There is currently no established therapy for the disease. Intrathecal baclofen has been reported to improve ease of care and dystonia in PKAN patients. Deferiprone, an iron chelator, has been shown to be safe and tolerable in PKAN patients, as well as effective in reducing brain iron accumulation as measured by MRI.

Is NBIA curable?

There is no cure for NBIA, nor is there a standard course of treatment. Treatment is symptomatic and supportive, and may include physical or occupational therapy, exercise physiology, and/or speech pathology.

How is NBIA diagnosed?

The diagnosis is usually suspected when brain MRI findings suggest abnormal iron accumulation in the basal ganglia. Although all of us have iron in this area, people with NBIA have extra iron made visible on MRI (magnetic resonance imaging) scans.

Is PKAN genetic?

PKAN is inherited in an autosomal recessive manner and is caused by mutations in the PANK2 gene .

What is NBIA disorder?

Neurodegeneration with brain iron accumulation (NBIA) is a rare, inherited, neurological movement disorder characterized by an abnormal accumulation of iron in the brain and progressive degeneration of the nervous system. Several genes have been found that cause NBIA.
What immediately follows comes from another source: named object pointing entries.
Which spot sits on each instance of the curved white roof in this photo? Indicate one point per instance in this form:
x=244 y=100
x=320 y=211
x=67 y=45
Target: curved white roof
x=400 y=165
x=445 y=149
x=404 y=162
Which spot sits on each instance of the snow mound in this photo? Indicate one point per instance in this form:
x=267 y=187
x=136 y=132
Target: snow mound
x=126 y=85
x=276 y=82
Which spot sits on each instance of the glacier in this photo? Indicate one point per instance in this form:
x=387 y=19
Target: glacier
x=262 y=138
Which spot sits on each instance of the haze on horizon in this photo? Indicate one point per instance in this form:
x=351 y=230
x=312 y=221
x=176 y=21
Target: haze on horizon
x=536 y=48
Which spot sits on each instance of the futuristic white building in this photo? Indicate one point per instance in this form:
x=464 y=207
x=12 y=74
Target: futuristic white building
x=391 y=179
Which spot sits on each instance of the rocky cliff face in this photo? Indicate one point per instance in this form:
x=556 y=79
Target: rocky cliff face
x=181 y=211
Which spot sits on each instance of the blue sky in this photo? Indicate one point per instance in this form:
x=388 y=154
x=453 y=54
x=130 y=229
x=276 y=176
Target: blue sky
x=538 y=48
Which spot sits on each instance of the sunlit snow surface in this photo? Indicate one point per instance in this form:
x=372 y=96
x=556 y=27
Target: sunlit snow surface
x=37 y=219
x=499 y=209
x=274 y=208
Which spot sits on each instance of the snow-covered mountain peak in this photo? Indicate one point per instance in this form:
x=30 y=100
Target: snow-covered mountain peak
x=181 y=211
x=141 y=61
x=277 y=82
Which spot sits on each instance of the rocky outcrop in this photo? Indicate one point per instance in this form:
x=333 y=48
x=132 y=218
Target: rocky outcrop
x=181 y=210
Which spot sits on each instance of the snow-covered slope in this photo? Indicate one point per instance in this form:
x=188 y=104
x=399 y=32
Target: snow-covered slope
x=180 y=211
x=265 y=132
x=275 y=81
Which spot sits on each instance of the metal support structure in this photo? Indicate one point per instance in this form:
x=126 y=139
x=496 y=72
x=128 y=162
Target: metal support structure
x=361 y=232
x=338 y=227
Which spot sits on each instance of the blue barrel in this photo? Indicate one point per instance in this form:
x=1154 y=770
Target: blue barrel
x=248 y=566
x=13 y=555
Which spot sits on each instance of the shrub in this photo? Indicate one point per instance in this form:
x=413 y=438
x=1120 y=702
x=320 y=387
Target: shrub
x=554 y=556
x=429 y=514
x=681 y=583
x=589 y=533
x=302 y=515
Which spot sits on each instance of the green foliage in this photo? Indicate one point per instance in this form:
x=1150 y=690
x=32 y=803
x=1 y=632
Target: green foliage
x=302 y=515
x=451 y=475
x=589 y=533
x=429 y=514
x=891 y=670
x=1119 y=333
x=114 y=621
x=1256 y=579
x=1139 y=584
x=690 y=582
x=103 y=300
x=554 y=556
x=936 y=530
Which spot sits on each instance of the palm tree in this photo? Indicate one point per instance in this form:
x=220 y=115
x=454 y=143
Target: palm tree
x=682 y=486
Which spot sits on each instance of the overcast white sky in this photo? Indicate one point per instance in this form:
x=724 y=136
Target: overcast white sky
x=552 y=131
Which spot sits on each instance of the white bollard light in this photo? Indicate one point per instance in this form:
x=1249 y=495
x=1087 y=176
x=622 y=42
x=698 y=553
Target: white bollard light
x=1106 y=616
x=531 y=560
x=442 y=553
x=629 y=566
What is the Leigh syndrome?

Definition. Leigh’s disease is a rare inherited neurometabolic disorder that affects the central nervous system. This progressive disorder begins in infants between the ages of three months and two years. Rarely, it occurs in teenagers and adults.

What kind of enzyme does the PANK2 gene make?

The PANK2 gene provides instructions for making an enzyme called pantothenate kinase 2.

How is pantothenate kinase-associated neurodegeneration ( PKAN ) defined?

Pantothenate kinase-associated neurodegeneration (PKAN) is a rare disease characterized by a progressive degeneration of the nervous system (neurodegenerative disorder) and buildup of iron in the brain. PKAN is usually classified into two forms: classic and atypical. Classic PKAN causes symptoms in the first ten years of life.

Why is PKAN considered an autosomal recessive disorder?

PKAN is inherited and is called an autosomal recessive disorder. Because most of our genes exist in pairs (one coming from the mother and one coming from the father), we normally carry two working copies of each gene.

How is pantothenate used to treat PKAN NBIA?

Some individuals with an atypical disease course have anecdotally reported improvements in dysarthria, gait imbalance and a sense of well-being when taking pantothenate. Clinical studies are underway to investigate the potential of a form of pantothenate, which is pantethine and pantethine derivatives, to treat PKAN.